Sí, tres novelas sucias: violentas, bruscas, íntimas, salvajes. Tres mujeres expuestas a la brutalidad de un padre, un párroco y un granjero —el hombre. Tres jóvenes sin filtros ni velos, en plena exhibición. Porque la voz de Del color de la leche pertenece a una adolescente, la pequeña de tres hermanas, albina y coja, a la que su padre desprecia por no ser tan eficiente en el trabajo como las demás. La de La niña que amaba las cerillas, a una cría que se tiene por niño, que habla de sí misma en masculino, porque así lo hacía su padre, que acaba de morir y les ha dejado a ella y a su hermano el universo entero por cuidar. Y la de The burial, a una mujer joven huérfana que, después de ser una artista circense, acaba en la cárcel y, al salir, en manos de un hombre violento y bebedor que la maltratará. Son tres personajes femeninos con los que Nell Leyshon, Gaétan Soucy y Courtney Collins —respectivamente— no tienen compasión, no se andan con rodeos: las tienen contra las cuerdas, indefensas.

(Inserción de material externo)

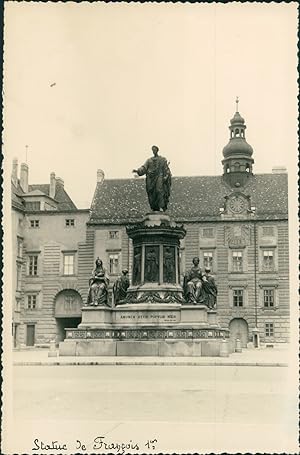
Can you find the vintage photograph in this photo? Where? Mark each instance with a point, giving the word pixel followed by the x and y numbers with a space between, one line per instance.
pixel 150 271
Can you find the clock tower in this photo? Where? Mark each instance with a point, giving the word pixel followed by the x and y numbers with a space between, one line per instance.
pixel 238 161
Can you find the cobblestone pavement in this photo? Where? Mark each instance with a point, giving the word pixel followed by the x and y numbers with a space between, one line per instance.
pixel 184 408
pixel 277 356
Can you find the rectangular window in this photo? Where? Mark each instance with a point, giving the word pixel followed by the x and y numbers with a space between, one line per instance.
pixel 208 233
pixel 269 329
pixel 268 231
pixel 113 235
pixel 238 297
pixel 31 301
pixel 208 259
pixel 20 247
pixel 113 263
pixel 268 260
pixel 237 261
pixel 19 276
pixel 35 223
pixel 32 265
pixel 70 222
pixel 268 298
pixel 69 263
pixel 33 205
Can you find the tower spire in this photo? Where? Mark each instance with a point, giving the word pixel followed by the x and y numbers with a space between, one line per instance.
pixel 237 104
pixel 238 161
pixel 26 153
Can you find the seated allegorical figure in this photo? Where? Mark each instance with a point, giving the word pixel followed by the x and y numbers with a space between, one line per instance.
pixel 99 281
pixel 120 287
pixel 192 284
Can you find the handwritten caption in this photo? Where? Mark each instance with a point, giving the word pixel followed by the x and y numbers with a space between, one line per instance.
pixel 98 443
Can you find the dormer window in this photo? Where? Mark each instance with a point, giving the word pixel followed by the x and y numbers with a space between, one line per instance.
pixel 70 222
pixel 35 223
pixel 33 205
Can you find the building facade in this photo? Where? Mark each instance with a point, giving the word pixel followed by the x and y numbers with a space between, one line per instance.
pixel 237 223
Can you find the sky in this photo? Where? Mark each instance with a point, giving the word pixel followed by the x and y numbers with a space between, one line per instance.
pixel 94 85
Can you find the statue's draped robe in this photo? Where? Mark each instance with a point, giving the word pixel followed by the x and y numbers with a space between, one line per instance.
pixel 120 288
pixel 192 285
pixel 98 291
pixel 158 182
pixel 210 291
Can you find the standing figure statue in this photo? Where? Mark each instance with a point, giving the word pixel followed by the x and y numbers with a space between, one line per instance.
pixel 210 289
pixel 98 290
pixel 192 283
pixel 120 287
pixel 151 266
pixel 158 180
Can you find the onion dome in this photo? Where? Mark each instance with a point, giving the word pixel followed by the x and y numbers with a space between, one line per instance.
pixel 238 161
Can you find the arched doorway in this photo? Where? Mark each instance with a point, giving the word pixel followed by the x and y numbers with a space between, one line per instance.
pixel 239 329
pixel 67 311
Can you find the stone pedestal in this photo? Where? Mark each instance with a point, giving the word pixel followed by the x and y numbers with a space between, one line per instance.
pixel 153 319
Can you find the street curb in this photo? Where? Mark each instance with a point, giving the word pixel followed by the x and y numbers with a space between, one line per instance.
pixel 157 363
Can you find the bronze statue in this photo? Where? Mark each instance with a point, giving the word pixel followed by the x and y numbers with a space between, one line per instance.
pixel 120 287
pixel 210 289
pixel 158 180
pixel 152 265
pixel 169 265
pixel 192 284
pixel 98 285
pixel 136 274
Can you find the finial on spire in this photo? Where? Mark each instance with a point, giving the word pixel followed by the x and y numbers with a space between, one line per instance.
pixel 26 146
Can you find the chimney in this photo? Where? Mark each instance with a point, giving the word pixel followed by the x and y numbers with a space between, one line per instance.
pixel 24 177
pixel 279 170
pixel 52 185
pixel 60 181
pixel 100 176
pixel 14 174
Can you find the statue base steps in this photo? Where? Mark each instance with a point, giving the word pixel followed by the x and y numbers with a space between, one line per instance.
pixel 162 330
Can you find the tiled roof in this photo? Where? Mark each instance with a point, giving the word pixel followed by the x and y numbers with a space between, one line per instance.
pixel 192 198
pixel 61 196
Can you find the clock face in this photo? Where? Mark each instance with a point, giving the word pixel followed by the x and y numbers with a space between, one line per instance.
pixel 237 204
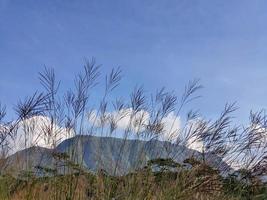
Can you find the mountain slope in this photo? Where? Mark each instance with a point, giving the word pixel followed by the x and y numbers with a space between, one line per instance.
pixel 113 155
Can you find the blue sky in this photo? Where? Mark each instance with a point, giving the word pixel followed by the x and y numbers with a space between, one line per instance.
pixel 156 43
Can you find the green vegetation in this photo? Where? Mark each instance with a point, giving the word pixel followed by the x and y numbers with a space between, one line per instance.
pixel 194 183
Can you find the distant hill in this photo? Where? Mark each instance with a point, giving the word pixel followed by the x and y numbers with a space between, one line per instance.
pixel 113 155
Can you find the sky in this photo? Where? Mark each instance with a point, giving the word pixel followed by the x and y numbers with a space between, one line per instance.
pixel 156 43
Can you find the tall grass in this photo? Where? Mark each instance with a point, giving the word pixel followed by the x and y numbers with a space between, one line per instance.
pixel 75 113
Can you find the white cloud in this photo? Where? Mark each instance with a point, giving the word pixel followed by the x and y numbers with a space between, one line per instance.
pixel 138 122
pixel 36 131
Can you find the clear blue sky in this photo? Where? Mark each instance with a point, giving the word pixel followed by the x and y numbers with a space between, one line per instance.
pixel 156 43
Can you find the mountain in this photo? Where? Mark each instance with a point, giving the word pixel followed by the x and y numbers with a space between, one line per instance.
pixel 113 155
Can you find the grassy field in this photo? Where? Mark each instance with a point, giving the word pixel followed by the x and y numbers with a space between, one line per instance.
pixel 199 182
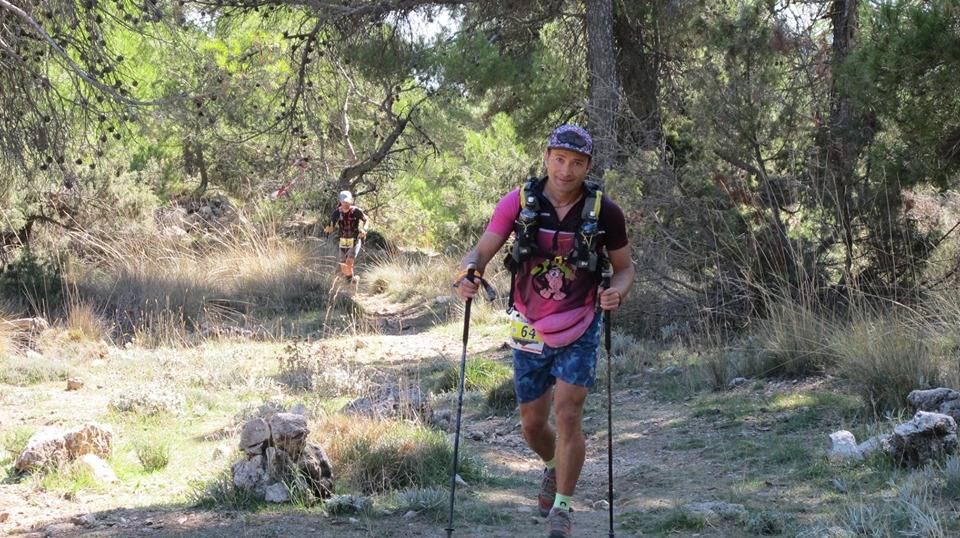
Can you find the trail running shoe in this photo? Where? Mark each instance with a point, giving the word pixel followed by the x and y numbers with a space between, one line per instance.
pixel 548 491
pixel 559 524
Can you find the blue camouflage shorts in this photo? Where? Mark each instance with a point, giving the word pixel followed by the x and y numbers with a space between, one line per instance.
pixel 576 364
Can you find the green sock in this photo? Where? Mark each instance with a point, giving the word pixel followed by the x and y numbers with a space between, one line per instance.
pixel 563 502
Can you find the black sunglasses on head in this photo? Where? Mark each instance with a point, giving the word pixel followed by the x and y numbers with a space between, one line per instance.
pixel 572 138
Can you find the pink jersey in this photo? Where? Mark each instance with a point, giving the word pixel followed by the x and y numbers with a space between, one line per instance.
pixel 558 299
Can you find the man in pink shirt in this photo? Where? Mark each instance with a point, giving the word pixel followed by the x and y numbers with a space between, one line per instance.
pixel 555 328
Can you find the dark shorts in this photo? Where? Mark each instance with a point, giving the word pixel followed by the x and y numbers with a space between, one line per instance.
pixel 576 364
pixel 351 252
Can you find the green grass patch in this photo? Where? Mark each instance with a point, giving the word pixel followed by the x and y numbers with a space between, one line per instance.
pixel 502 398
pixel 482 375
pixel 14 441
pixel 22 371
pixel 678 519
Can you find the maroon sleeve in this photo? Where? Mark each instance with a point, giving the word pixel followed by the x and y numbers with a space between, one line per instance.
pixel 505 213
pixel 614 224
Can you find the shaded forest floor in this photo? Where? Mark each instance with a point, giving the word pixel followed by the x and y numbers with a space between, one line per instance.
pixel 761 445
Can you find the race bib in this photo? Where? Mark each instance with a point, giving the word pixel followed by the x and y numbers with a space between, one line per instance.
pixel 524 336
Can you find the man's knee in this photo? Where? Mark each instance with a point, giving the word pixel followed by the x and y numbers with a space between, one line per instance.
pixel 568 417
pixel 534 420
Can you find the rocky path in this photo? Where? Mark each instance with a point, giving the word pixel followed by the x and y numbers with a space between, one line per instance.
pixel 648 476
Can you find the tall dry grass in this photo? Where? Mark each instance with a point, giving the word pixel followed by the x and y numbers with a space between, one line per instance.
pixel 163 287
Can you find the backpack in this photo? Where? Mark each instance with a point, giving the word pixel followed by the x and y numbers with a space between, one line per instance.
pixel 585 254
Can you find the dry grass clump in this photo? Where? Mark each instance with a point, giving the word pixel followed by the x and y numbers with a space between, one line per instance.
pixel 83 322
pixel 794 340
pixel 374 456
pixel 319 368
pixel 885 359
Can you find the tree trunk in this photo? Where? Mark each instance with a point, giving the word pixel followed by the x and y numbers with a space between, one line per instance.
pixel 202 166
pixel 604 90
pixel 847 129
pixel 639 70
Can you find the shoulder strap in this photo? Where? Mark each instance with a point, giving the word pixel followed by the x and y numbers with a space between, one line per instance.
pixel 528 194
pixel 591 206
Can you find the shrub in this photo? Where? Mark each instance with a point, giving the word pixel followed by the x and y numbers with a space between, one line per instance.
pixel 153 454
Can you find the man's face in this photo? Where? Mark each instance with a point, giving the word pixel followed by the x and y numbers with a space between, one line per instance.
pixel 566 169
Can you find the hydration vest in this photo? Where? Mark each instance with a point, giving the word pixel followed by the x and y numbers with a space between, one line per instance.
pixel 585 255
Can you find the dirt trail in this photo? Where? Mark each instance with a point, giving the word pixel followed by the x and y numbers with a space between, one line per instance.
pixel 648 476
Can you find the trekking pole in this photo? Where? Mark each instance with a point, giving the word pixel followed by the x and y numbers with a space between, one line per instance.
pixel 607 273
pixel 456 437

Lo que hace sucias a estas tres novelas es el estilo descarnado con el que están escritas: no hay tregua para el lector. Quizá The burial acaba compadeciéndose de nosotros y se amabiliza, pero en Del color de la leche y La niña que amaba las cerillas, no —hay una conmoción durante toda su lectura, sin bajar la guardia, sin mostrarnos la bondad.
Del color de la leche, o la ingenuidad
Mary vive con su familia en una granja. Es albina, es coja. Tiene un padre bruto, fuerte, que habría querido tres varones, pero no, tiene tres hijas. Y la pequeña, además, diferente. La novela está escrita por la misma protagonista, que tiene un estilo de lo más peculiar. No me refiero a que esté en minúsculas, ni mucho menos, sino a su tono, a su modo de contarlo todo —al raso. Mary vive así, sumergida en el miedo hasta el punto de normalizarlo y convertirlo en su modus vivendi. El único cómplice con el que cuenta es el abuelo, igual de inútil que ella, en una silla de ruedas. Por lo demás, Mary solo hace que contagiarnos de su encierro, de cómo se vive así, en la brutalidad. Lo que hace que esta novela sea tan especial no es tanto la historia que nos cuenta, que también, sino la voz de Mary, que con su ingenuidad y sus repeticiones, como si hablara un niño o un anciano, te va sujetando.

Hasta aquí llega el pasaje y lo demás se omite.